The line between wealth building for the sake of giving and wealth building for the love of money seems far too narrow for me to feel comfortable staying so close to it. He does speak against the love of money, but given how much he pushes people to think about money all of the time, I would personally battle the love of money more.
Second, the last several chapters of the book deal with how to deal with your child’s heart. For me it seemed like these should have been the first chapters in the book. Before there is a discussion of what your children should do, you need to know why you’re doing it and who you want them to be. Their behavior should come from an out pouring of an inward change. Contentment isn’t an after thought to help behaviors. It’s a key element which will transform behavior.
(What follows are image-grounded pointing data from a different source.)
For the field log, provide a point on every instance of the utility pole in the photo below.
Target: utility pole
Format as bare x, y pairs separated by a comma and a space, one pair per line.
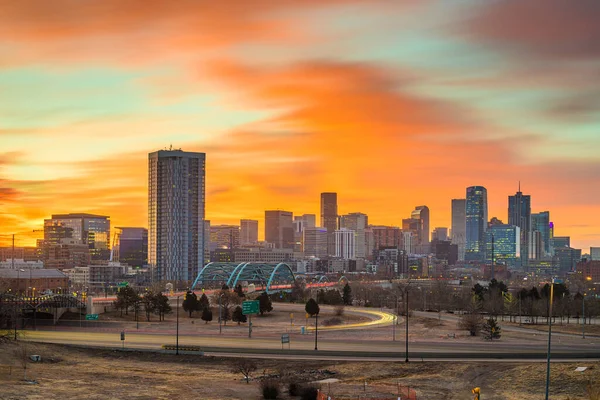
316, 330
549, 338
177, 334
492, 272
406, 297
Third, Dave has a very narrow view of how things should work. He allows for few exceptions to his system. I can’t fully endorse such a narrow view of what such a variety of people should do. I’m not advocating cherry picking his system, but when he makes comments about how he expected all of his kids to go to college right out of high school and graduate in four years and speaks negatively about taking more than four years to graduate it rubs me the wrong way.
Lastly, for a deeply practical book which gives advise on what to do at different ages, I wish the book would have had several summary pages. It would be very easy to make a chart which gives suggestions for what to do at different ages and what lessons to teach. It seems like something I might create on my own to make the book more useful moving forward.
Overall I highly recommend the book for anyone with children who still live at home. It’s practical and wise. Just make sure that you don’t turn money and wealth into an idol in your home. Ramsey doesn’t teach anything which would cause you to do so, but I firmly believe what leaders do in moderation, followers do in excess. The book tells several stories of Ramsey followers who went way over the top when it comes to teaching their kids about money.
If you’re looking for a book on how to raise smart kids who are smart with money, this is the book for you.